Aber nicht allein mit den politisch motivierten Werken vermochte sich Sibelius im europäischen Musikleben wirksam zu positionieren. Künstlerische Reputation gewann er ebenso durch seine Werke der »absoluten Musik«, wie den Sinfonien und Konzerten. Es verwundert, dass Sibelius trotz der Begeisterung für die Violine nur ein einziges Konzert für dieses Instrument komponiert hat. Dagegen existieren eine Reihe kleinerer Violinstücke z. T. virtuosen Charakters, in denen der Einfluss der populären Komponisten seiner Zeit – darunter Bériot, Viotti und Wieniawski – deutlich wird. Die Komposition eines vollständigen Konzertes stellte jedoch eine besondere Herausforderung dar, bei der es galt, die richtige Balance zwischen sinfonischem und virtuosem Element zu finden. In seinen Sinfonien hatte Sibelius einen äußerst kraftvollen Orchesterklang entwickelt, der nun den klanglich begrenzten Möglichkeiten des Soloinstrumentes begegnete.

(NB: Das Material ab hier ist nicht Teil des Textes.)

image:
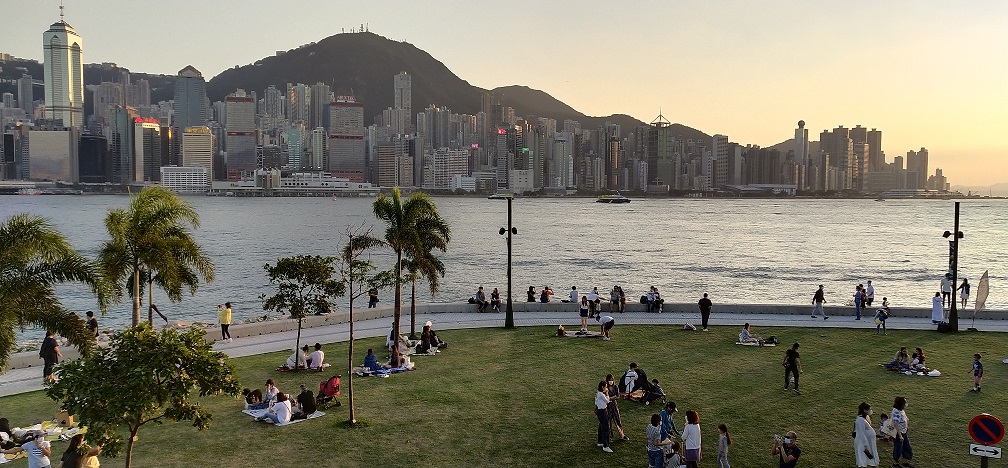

»Ich kann nur eins sagen: großartig! – Von der Zukunft des Konzertes bin ich überzeugt.«

Den Anstoß zu dem Violinkonzert hatte vermutlich der Konzertmeister des Sinfonieorchesters in Helsinki Willy Burmester 1902 gegeben. Erst im darauf folgenden Jahr konnte sich Sibelius dem Werk ernsthaft widmen, nachdem er, um der Unruhe des Großstadtlebens zu entfliehen, mit seiner Frau Aino in den nach ihr benannten Landsitz Ainola gezogen war. Burmester, selbst ein begnadeter Virtuose, verfolgte den Entstehungsprozess eifrig und bot sich an, das Konzert in Berlin uraufzuführen. Als ihm Sibelius den Klavierauszug des Werkes zusandte, antwortete der Geiger umgehend in einem Brief: »Ich kann nur eins sagen: großartig! – Von der Zukunft des Konzertes bin ich überzeugt. Nur einmal in meinem Leben habe ich solche enthusiastischen Worte einem Komponisten gegenüber geäußert und das war als Tschaikowsky mir sein Violinkonzert zeigte.«

Sibelius sah in Burmester den idealen Interpreten für sein Werk und so bat er ihn im Herbst 1903, das Stück noch im selben Jahr aus der Taufe zu heben. Mit Blick auf seinen eigenen Terminplan erbat sich Burmester bis März 1904 Zeit, um den Solopart einzustudieren. Sibelius, der sich jedoch wieder einmal am Rande eines finanziellen Desasters befand, hielt starrköpfig am anvisierten Termin im November 1903 fest. Die Enttäuschung Burmesters war groß, als ihn die Nachricht erreichte, dass nicht er, sondern Viktor Nováček, Violinlehrer am Musikinstitut in Helsinki, das Stück schließlich zur Uraufführung bringen würde. Der Konzerttermin wurde jedoch immer wieder verschoben: bis zum 8. Februar 1904. Nur einen Monat später hätte Burmester das Stück mit hoher Wahrscheinlichkeit in Berlin zu einem größeren Erfolg geführt, als es Nováček in Helsinki gelang. Er zeigte sich den virtuosen Anforderungen des Konzerts bei weitem nicht gewachsen. Besonders das bogentechnisch anspruchsvolle Hauptthema des dritten Satzes, so schrieb damals ein Kritiker, »fordert die rechte Hand eines Burmester«.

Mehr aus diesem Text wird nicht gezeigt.